Xperia U only have 4GB Inbuilt & There is no expandable memory slot. 

@OP: Correct your post. Xperia U only have 4GB Memory Inbuilt.


----------



## dashing.sujay (Mar 12, 2012)

MyGeekTips said:


> Xperia U only have 4GB Inbuilt & There is no expandable memory slot.
> 
> @OP: Correct your post. Xperia U only have 4GB Memory Inbuilt.



Oops, then rejected. I would pick up ray any day.


----------



## mitraark (Mar 12, 2012)

*media.tumblr.com/tumblr_lf1u6euYOb1qbg7b6.jpg



> Xperia U only have 4GB Inbuilt & There is no expandable memory slot.



*0.tqn.com/d/webtrends/1/0/J/A/-/-/y-u-no.png


----------



## MyGeekTips (Mar 12, 2012)

Well the Xperia U will be an epic fail because of internal memory & no expandable memory. Atleast in India, where our memory is always loaded with useless stuffs.


----------



## randomuser111 (Mar 12, 2012)

MyGeekTips said:


> Xperia U only have 4GB Inbuilt & There is no expandable memory slot.
> 
> @OP: Correct your post. Xperia U only have 4GB Memory Inbuilt.



That's wrong info. Xperia U has total *8 GB* memory not 4. 
2 GB - for apps and games, phone memory
2 GB- reserved for system
4GB - for photos, videos, music and personal data. 

2+2+4 = 8 GB. 

There was a mistake in the official specs page which led to this confusion. But rest assured Xperia U has 8 GB memory. You can confirm in the whitepaper below
LINK

Same as Nokia Lumia 710, HTC Radar, Htc Mozart, HTC 7 Pro, Iphone 3GS,Iphone 4 8GB and others. These phones, especially Nokia Lumia 710 has been quite successful with just 8 gb memory so I really doubt the Xperia U will be an "epic fail". 

Also the prices I posted are just MRP. Xperia U will retail for about 15k in stores. The Iphone 4 sells with 8 Gb memory at more than twice the price of the Xperia U and I don't see a lot of people complain about the non expandable memory in the IP4 8GB. 
And yes there are a lot of folks who want more than 8 GB storage, but there are also a lot of others who would be more than happy with 8GB storage.


----------



## varunparakh (Mar 12, 2012)

Xperia P <24k ! ! So, for me, it takes SGSA out of the picture, since it is to be priced similar but has a 5MP cam and not as good a design!
Will wait for the prices to fall down or to get my hands on some coupon!!

Btws, are these prices legitimate ?


----------



## MyGeekTips (Mar 12, 2012)

randomuser111 said:


> That's wrong info.
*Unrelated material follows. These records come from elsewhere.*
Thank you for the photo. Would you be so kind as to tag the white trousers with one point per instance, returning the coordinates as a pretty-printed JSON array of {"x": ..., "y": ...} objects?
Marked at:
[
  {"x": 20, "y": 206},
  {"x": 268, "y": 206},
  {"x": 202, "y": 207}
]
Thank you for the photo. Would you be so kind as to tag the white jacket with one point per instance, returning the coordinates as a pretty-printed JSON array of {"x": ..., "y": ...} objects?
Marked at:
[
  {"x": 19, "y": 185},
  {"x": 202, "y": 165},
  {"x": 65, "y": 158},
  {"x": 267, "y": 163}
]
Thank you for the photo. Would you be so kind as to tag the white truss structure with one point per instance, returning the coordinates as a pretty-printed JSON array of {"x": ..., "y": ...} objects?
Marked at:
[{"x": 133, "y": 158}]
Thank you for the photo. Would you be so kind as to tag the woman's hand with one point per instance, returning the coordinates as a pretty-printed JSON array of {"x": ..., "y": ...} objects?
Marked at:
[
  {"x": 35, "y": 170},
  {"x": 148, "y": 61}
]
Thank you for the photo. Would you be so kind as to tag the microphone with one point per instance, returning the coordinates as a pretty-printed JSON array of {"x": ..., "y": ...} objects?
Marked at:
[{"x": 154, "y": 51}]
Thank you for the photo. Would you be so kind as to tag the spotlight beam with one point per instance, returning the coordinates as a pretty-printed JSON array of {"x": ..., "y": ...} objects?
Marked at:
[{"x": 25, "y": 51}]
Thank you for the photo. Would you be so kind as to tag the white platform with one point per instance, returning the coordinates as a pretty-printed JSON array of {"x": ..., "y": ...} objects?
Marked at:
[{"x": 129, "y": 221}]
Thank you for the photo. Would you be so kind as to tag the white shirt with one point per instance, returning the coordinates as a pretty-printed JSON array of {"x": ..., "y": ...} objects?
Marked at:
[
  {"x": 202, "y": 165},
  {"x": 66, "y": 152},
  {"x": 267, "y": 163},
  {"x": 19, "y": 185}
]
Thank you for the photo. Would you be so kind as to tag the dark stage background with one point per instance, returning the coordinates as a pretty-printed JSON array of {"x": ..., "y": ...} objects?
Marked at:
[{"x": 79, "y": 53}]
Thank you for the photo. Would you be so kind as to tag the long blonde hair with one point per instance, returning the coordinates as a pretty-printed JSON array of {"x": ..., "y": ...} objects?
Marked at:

Xperia U has total *8 GB* memory not 4.
> 2 GB - for apps and games, phone memory
> 2 GB- reserved for system
> 4GB - for photos, videos, music and personal data.
> ...



Sony should have not done a silly mistake on their site. Now sites like GSMArena, etc have added 4gb in their specs list. Well, I was talking about 4GB memory. Now it is 8gb so no problem because memory is reserved for system too. In 4GB the real size we get is very less. I'm planning to go for this phone btw.


----------



## randomuser111 (Mar 12, 2012)

^
I agree but you have to understand that they have been working day and night to move everything over from sonyericsson.com to sonymobile.com and changing everything so soon plus adding new info can lead to mistakes. 

@varunparakh

yes the prices are "almost" legitimate as the source of the pricing is a Sony Mobile Communications India document that was leaked a few weeks back. I am guessing the Xperia P should have a street price of about 22.5-23k.


----------



## coderunknown (Mar 12, 2012)

8Gb is less. they should have went with something like 12Gb. 2Gb for system + apps is more than enough. Unless filled with crapwares, Android doesn't need more than 500Mb for installation and 1.5Gb for data is enough. Rest 10Gb can be utilized for user's stuff.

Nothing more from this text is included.